While presenting the paper prototypes to the users, I asked them to narrate it out loud, so that their thoughts, expectations, and understanding of the app and their actions are clear to themselves and to me, and I can record their reactions perfectly. This went back to the drawing board for a better fidelity prototype. All this comprised the stage of what I term as “sense and flow”. After sense and flow, the process was linear, but of course, had many iterations and requires more too.
- Sense and Flow: the above described circular process. Prototypes 1 and 2 below belong to this section of the process.
- Primary high fidelity: This is the most understandable prototype you can quickly make – that would seem like a well-developed wireframe. Prototypes 3 and above were built here at this stage.
- Word Design and Visual Design: Choosing the right wording, expressions, and phrases.
- User Reactions: Showing high fidelity interactive prototypes and recording reactions – this was done during the ‘Major Major DIMENSIONS’ Studio Exhibition show, May 5th, 2018.
- Iterations – for refining the app, minor details, added features – based on more elaborate user feedback and reactions recorded.

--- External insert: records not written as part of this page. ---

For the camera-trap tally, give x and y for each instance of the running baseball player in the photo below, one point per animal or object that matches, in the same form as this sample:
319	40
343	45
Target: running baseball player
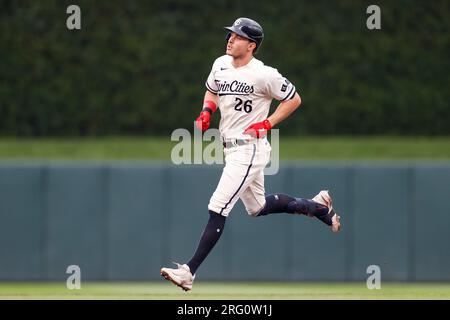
242	87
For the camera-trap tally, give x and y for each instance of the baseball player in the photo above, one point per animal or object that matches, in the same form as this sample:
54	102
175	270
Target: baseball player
242	87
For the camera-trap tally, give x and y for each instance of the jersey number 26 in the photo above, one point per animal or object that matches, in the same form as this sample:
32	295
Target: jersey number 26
247	105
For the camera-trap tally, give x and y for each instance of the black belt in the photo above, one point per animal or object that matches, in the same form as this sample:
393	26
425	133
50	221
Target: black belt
235	143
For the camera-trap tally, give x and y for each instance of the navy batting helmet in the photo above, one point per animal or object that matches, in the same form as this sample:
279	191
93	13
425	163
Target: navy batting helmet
249	29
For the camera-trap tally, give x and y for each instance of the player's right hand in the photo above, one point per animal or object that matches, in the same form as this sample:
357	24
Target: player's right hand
203	120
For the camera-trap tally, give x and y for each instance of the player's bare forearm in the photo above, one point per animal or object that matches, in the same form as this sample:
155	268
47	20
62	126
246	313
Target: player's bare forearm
211	97
284	110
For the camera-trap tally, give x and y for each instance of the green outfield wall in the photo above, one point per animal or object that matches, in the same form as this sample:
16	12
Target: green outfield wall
124	220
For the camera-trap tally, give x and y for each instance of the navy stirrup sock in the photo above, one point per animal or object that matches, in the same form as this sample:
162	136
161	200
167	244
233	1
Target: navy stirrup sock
279	203
211	234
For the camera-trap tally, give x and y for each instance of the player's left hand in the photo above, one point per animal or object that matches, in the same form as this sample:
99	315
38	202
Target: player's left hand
259	129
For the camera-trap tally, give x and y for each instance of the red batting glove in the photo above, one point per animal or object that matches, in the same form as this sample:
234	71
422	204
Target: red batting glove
203	121
259	129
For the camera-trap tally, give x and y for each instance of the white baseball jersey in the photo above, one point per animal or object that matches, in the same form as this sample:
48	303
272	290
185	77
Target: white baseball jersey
245	93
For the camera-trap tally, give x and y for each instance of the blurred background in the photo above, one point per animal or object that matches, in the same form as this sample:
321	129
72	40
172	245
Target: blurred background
86	117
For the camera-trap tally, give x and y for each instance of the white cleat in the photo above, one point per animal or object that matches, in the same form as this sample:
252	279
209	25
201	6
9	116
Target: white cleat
324	198
181	276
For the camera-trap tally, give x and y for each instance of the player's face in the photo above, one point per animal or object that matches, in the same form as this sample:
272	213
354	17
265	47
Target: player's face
238	46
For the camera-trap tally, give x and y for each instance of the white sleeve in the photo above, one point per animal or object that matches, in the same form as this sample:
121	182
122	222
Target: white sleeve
210	82
278	87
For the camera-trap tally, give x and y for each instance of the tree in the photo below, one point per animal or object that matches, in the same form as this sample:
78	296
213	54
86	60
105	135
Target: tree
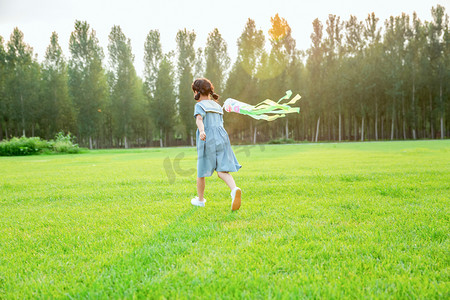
437	30
242	81
122	82
87	80
314	64
152	58
58	106
3	103
186	62
217	60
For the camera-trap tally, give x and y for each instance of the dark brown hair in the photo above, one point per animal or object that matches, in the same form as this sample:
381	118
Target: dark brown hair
204	87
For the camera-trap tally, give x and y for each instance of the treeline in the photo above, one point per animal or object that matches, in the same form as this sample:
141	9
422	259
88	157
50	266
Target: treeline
359	80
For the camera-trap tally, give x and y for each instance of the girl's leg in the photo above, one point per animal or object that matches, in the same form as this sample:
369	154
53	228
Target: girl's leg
225	176
200	187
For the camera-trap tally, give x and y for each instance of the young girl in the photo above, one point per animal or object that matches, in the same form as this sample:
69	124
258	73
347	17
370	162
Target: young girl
213	145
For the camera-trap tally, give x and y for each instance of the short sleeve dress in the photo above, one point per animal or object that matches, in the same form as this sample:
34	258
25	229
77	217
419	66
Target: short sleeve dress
214	154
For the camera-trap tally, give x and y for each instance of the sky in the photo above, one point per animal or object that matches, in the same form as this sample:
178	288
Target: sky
37	19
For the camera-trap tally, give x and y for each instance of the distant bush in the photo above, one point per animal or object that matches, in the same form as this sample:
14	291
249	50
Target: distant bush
34	145
282	141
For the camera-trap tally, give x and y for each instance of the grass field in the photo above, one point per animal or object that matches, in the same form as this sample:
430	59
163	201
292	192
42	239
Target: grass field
350	220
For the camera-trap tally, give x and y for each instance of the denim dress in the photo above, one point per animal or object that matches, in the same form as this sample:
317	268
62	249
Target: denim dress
215	153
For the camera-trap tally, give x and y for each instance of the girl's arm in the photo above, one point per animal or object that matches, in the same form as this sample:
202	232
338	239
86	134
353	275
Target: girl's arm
201	127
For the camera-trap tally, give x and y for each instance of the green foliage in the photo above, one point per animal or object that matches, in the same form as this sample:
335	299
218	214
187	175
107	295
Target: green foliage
64	144
35	145
317	221
23	146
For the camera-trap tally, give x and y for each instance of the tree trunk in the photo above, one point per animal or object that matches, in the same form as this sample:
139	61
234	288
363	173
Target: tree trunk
362	129
431	116
340	126
392	124
403	117
23	114
287	128
442	112
317	129
414	108
376	119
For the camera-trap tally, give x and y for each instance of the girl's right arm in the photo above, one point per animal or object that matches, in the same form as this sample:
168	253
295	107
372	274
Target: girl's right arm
201	127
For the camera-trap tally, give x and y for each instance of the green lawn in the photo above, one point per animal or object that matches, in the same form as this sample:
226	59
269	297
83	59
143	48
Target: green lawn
350	220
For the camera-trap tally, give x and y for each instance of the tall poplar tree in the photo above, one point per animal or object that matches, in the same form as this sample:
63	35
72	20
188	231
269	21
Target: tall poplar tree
87	80
22	83
315	64
3	105
242	81
217	60
162	105
123	81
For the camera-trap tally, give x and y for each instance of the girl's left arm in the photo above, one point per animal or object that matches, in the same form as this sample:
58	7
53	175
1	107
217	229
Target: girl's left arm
201	127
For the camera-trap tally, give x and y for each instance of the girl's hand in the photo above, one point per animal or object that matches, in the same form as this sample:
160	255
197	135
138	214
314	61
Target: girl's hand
203	135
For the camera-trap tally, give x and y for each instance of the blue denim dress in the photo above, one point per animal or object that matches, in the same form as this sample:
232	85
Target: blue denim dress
215	153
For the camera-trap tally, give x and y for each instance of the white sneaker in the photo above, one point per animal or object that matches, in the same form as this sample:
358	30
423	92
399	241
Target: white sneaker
236	198
196	202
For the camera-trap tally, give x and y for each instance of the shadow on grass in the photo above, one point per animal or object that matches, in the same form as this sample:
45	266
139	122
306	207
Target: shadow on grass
147	265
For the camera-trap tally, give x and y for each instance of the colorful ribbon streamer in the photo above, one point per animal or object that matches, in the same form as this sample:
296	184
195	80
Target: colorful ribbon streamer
260	110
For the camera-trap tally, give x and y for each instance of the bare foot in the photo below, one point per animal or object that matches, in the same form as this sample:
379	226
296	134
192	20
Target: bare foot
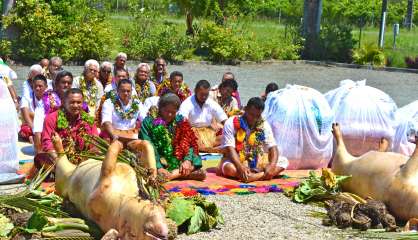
198	175
255	176
112	234
336	131
383	145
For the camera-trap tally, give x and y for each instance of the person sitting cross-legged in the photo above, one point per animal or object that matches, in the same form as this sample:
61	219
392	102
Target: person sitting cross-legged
72	124
175	143
206	117
121	114
251	153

For a news app that speaks against bias, I decided that it should be ‘colorless’ and stick to greys and whites. But to add to the aesthetic, I chose the Pantone Color of the Year, Ultra Violet, that also well represents the ‘centre’ that is neither left or right biased and is only used as an accent color.

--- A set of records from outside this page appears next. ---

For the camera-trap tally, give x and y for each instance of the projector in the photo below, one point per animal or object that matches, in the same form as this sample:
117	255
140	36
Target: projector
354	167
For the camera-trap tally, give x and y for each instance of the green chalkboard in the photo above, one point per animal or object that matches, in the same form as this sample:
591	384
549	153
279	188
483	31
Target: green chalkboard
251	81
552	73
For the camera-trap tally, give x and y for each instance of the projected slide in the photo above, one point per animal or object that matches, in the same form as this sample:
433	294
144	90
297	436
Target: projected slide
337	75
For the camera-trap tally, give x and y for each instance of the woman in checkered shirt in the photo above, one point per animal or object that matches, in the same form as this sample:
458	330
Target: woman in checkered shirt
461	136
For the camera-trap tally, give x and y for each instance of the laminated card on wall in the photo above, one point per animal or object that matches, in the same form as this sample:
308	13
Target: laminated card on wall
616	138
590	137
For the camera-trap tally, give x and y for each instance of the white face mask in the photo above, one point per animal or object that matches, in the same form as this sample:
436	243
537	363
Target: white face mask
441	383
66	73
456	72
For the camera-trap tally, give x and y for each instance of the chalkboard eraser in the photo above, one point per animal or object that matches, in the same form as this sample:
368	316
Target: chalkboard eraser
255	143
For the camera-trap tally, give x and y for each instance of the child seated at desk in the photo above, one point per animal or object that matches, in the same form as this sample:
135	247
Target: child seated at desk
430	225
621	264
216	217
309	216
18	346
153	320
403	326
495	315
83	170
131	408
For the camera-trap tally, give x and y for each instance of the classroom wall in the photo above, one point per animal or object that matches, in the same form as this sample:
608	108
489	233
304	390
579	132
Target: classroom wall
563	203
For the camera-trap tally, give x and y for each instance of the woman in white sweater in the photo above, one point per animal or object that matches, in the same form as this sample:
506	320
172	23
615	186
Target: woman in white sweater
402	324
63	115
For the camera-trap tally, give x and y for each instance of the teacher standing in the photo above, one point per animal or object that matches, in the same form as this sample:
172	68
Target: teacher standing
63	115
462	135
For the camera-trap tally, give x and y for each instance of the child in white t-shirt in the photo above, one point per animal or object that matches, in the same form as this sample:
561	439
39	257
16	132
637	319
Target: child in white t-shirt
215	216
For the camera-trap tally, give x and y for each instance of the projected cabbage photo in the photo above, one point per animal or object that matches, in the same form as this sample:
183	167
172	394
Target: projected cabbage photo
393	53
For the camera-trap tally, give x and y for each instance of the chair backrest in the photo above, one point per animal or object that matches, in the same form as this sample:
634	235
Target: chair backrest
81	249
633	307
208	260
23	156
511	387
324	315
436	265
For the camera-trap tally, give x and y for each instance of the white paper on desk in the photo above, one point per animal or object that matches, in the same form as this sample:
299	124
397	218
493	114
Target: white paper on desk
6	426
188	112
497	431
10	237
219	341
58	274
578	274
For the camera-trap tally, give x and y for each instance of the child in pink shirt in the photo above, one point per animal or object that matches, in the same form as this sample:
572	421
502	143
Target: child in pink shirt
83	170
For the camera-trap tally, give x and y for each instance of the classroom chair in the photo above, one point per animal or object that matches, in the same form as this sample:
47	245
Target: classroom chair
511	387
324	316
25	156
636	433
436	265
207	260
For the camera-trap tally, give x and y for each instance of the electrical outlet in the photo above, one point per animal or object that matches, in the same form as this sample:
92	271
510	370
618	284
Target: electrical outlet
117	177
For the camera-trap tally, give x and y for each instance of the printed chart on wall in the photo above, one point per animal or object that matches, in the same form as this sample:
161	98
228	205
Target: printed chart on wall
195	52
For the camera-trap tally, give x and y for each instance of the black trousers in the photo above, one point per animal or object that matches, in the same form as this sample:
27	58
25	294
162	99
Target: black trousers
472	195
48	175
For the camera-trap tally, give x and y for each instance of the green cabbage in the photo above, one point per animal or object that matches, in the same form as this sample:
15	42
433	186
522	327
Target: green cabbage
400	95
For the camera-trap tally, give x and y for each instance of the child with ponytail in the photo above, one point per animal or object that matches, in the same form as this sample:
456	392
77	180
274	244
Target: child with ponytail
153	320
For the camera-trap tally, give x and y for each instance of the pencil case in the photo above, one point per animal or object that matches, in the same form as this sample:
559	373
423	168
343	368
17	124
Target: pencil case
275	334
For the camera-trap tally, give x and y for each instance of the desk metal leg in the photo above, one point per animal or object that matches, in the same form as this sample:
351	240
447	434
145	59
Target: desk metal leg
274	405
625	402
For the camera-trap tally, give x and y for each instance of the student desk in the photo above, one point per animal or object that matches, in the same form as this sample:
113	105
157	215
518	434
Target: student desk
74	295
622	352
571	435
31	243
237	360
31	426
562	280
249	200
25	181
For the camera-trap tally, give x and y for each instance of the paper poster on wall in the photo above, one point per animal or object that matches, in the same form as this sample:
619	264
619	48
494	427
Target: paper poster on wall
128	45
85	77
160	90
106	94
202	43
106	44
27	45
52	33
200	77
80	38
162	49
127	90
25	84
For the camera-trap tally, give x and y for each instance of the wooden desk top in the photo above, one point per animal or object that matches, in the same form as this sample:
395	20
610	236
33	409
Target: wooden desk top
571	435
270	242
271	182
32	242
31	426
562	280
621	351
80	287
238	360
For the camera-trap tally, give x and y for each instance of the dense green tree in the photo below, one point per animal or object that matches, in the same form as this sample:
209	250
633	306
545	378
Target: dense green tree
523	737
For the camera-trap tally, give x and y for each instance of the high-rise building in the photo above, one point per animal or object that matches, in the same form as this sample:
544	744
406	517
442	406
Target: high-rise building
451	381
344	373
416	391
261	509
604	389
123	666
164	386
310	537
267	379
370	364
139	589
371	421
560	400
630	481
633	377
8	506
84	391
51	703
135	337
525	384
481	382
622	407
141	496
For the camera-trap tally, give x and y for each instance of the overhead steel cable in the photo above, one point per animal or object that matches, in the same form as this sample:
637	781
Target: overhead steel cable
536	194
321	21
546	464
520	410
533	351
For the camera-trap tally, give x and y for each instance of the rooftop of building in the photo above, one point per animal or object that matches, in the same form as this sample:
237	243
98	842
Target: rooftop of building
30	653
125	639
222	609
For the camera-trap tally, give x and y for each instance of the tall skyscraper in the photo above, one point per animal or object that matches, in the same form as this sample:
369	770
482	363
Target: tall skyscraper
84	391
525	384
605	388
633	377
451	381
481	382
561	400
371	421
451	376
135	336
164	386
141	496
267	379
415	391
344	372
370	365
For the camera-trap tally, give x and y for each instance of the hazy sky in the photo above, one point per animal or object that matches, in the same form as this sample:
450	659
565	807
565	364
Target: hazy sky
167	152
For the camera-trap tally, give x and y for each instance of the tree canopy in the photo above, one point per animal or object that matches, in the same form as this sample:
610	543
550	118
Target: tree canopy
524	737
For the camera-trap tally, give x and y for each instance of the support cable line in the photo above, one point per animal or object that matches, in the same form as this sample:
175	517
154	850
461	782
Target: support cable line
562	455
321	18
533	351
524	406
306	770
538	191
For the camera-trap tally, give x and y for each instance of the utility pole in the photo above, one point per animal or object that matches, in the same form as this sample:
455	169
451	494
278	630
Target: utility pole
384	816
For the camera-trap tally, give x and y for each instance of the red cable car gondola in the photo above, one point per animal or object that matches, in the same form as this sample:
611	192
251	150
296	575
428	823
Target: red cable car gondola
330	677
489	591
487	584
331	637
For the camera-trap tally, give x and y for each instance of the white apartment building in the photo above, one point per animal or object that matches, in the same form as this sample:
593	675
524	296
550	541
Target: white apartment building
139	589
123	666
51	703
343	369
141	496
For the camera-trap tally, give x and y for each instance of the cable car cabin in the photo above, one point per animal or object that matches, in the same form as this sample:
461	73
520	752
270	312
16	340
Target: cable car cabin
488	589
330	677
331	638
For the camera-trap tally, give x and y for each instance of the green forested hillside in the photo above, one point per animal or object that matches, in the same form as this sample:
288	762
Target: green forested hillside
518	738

The rest of the visual design was simple, not too far away from the regular news apps, and I based this on Google’s Material Design basics. The app will need a few more iterations on the visual design.
[ Work in progress ]
- You are only fed with news from ‘center’ sources.

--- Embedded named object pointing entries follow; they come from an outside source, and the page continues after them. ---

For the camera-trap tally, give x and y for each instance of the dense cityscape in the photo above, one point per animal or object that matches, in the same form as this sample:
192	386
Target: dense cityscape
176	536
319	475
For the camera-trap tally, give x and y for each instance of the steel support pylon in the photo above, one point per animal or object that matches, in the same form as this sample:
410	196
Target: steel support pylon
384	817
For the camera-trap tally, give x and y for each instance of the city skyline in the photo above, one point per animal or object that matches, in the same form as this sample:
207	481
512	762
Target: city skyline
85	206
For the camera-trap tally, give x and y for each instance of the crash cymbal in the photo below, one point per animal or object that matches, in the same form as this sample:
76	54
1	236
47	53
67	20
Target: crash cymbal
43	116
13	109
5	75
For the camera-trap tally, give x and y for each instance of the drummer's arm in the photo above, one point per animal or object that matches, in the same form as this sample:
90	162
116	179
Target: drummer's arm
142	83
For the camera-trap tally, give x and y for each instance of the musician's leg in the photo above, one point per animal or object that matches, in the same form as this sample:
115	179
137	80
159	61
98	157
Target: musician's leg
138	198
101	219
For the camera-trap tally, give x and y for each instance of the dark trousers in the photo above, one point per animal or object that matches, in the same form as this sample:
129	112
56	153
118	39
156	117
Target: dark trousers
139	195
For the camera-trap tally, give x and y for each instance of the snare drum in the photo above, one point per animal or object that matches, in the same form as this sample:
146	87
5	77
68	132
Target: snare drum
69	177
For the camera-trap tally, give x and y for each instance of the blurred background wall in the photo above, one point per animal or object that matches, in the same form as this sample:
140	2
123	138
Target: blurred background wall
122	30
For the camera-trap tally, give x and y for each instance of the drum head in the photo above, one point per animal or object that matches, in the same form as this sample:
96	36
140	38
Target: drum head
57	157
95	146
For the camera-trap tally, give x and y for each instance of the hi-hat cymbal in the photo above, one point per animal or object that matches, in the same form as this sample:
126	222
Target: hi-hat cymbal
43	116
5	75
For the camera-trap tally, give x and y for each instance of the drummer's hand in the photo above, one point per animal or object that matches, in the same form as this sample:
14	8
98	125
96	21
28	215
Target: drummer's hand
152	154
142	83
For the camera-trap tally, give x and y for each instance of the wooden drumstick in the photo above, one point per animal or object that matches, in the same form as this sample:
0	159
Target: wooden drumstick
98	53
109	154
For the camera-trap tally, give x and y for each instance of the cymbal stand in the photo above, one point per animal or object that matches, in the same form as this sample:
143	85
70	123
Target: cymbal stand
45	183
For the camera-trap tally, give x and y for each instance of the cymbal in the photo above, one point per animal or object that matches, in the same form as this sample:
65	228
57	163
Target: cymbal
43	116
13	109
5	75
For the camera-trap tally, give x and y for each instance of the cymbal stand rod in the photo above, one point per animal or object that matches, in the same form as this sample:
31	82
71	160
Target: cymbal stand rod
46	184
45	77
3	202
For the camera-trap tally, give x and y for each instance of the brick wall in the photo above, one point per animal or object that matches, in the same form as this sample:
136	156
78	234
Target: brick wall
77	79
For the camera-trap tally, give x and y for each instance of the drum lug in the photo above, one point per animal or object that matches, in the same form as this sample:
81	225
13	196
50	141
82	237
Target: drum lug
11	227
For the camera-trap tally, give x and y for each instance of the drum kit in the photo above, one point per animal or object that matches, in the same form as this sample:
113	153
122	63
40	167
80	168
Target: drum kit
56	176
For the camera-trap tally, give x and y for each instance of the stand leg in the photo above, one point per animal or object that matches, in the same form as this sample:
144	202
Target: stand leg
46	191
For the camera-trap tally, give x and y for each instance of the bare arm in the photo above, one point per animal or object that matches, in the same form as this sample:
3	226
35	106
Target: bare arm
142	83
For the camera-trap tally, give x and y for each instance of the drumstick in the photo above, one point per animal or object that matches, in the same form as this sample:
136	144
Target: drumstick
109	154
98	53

- If you read one biased news source, you will be shown another biased news source from the opposite end – same translated on to the news feed.
- You will have one news story from each side, left, right and center to read and without which you will have to reset back home and pick your next story.
- Generating a unique key for every page combination, so that when shared outside the app, clicks to this will take you back to the screen showing multiple sources of the same story.
- Filtering and judging would not change the general news feed but reading them will.
- TLDR versions of articles will be shown by machine learning and a summary will be created. This can be turned off in settings and users will get direct access to the full versions out of the article.
- Next steps are to frame and refine all the features iteratively.
- Give multiple iterations to the visual design
- Frame this in two contexts of people – USA and India and record more user reactions.
Journalism is being hit by forces that have been building for some time but the past year has seen this story break out from its media bubble to attract the attention of policymakers, politicians, and even the wider public. The news itself has become the news.
From the platform perspective, there is an increased recognition that algorithms are rarely neutral, nor can they deal with the nuances and complexities of our modern world. As regulators and legislators circle in the wings, Google and Facebook are responding in various ways including – in the news area – through partnerships with independent fact-checkers and the testing of new algorithms that attempt to break people out of their bubbles.10 They know too that their long-term business depends on building far higher levels of trust than our survey demonstrates people currently have in social media in particular. The crisis over fake news could be the best thing that has happened to journalism – or the worst.
Zagrut is not a magic wand that is aimed to solve all these problems. However, it’s a step in that direction – to critique the existing system of news propagation and consumption and makes the user aware of the bias in this environment.